My thinking happens through my hands.

I work primarily with yarn, string, wire, and other line-based materials, building structure from what is essentially almost nothing. A length of line becomes surface and volume through repetition, increase and decrease, sequence and pattern. What compels me is systems becoming material—the math embedded in making, a series of incremental decisions accumulating into form.

I’ve worked with fiber for decades, long enough to understand how it behaves under tension, weight, repetition, and time. That fluency is not theoretical; it was forged under real constraints—deadlines, visibility, pressure—where failure was possible and the work had to carry its own weight. Those conditions compressed the process and embedded consequence into every decision, a compression that remains present in how the work is built.

Encoding ideas directly into the work became essential early on. Meaning isn’t illustrated; it accumulates. Concept and making are inseparable—ideas are resolved through doing, through staying with material long enough for it to insist on its own terms.
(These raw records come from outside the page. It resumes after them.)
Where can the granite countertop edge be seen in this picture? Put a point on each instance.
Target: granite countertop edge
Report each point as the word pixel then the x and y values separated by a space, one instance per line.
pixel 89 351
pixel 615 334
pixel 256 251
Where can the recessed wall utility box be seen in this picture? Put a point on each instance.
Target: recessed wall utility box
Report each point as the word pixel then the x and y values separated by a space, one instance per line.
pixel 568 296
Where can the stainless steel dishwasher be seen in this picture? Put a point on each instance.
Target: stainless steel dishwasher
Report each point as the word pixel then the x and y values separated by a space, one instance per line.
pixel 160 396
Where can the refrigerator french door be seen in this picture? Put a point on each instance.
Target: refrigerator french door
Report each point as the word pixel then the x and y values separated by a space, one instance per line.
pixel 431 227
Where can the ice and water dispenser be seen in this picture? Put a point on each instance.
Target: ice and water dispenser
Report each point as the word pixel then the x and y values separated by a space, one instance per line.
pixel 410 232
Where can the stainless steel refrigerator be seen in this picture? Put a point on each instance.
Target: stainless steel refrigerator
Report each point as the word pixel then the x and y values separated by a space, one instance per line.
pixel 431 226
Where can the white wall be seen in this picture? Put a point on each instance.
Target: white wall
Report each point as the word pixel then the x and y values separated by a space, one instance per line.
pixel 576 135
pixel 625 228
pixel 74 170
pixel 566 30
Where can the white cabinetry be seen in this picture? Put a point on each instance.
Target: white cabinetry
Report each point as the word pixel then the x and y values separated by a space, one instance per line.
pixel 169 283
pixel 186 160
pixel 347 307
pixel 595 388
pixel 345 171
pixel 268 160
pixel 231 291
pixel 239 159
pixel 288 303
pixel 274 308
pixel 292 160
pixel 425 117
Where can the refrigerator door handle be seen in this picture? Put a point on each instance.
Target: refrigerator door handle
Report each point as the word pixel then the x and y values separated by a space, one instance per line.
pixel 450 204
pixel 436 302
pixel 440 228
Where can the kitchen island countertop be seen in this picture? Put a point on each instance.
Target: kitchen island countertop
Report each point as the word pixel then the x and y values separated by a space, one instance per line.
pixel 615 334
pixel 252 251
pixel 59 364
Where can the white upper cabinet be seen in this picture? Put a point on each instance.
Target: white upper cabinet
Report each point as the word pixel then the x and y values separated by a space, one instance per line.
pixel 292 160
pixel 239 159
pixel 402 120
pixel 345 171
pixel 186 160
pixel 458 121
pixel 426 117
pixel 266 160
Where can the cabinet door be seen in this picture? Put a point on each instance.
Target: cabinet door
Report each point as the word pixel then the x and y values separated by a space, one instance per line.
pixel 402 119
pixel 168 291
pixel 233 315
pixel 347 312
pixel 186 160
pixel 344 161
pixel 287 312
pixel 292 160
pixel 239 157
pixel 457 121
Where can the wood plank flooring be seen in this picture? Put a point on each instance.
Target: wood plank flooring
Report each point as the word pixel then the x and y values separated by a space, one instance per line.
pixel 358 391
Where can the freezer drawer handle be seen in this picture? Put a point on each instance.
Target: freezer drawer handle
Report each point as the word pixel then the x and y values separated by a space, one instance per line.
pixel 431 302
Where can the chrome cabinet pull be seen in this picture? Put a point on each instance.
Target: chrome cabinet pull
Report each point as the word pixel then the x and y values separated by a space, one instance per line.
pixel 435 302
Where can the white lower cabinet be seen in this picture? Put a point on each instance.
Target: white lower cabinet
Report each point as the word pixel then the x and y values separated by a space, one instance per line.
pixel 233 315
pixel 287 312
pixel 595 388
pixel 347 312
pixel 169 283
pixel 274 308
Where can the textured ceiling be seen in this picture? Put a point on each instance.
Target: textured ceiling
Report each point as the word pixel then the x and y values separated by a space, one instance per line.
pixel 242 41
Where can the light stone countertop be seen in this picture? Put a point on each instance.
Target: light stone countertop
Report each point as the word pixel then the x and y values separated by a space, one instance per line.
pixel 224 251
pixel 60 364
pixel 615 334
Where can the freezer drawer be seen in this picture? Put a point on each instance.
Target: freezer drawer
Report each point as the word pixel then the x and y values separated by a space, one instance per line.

The work operates across scales—from garments and discrete objects to immersive environments and installations—each demanding sustained attention to structure, weight, and space. Each project carries forward the logic of the last while increasing its physical and conceptual load. The questions remain consistent; the conditions intensify.

Detail matters. Even unseen.
Scale shifts. Magnitude changes.
The insistence remains.

I’m compelled by beauty—not as ornament or spectacle, but as something earned through attention, care, and persistence. The work continues to ask more of the material, more of the body, and more of the space it occupies. What began with a single thread now requires room to unfold.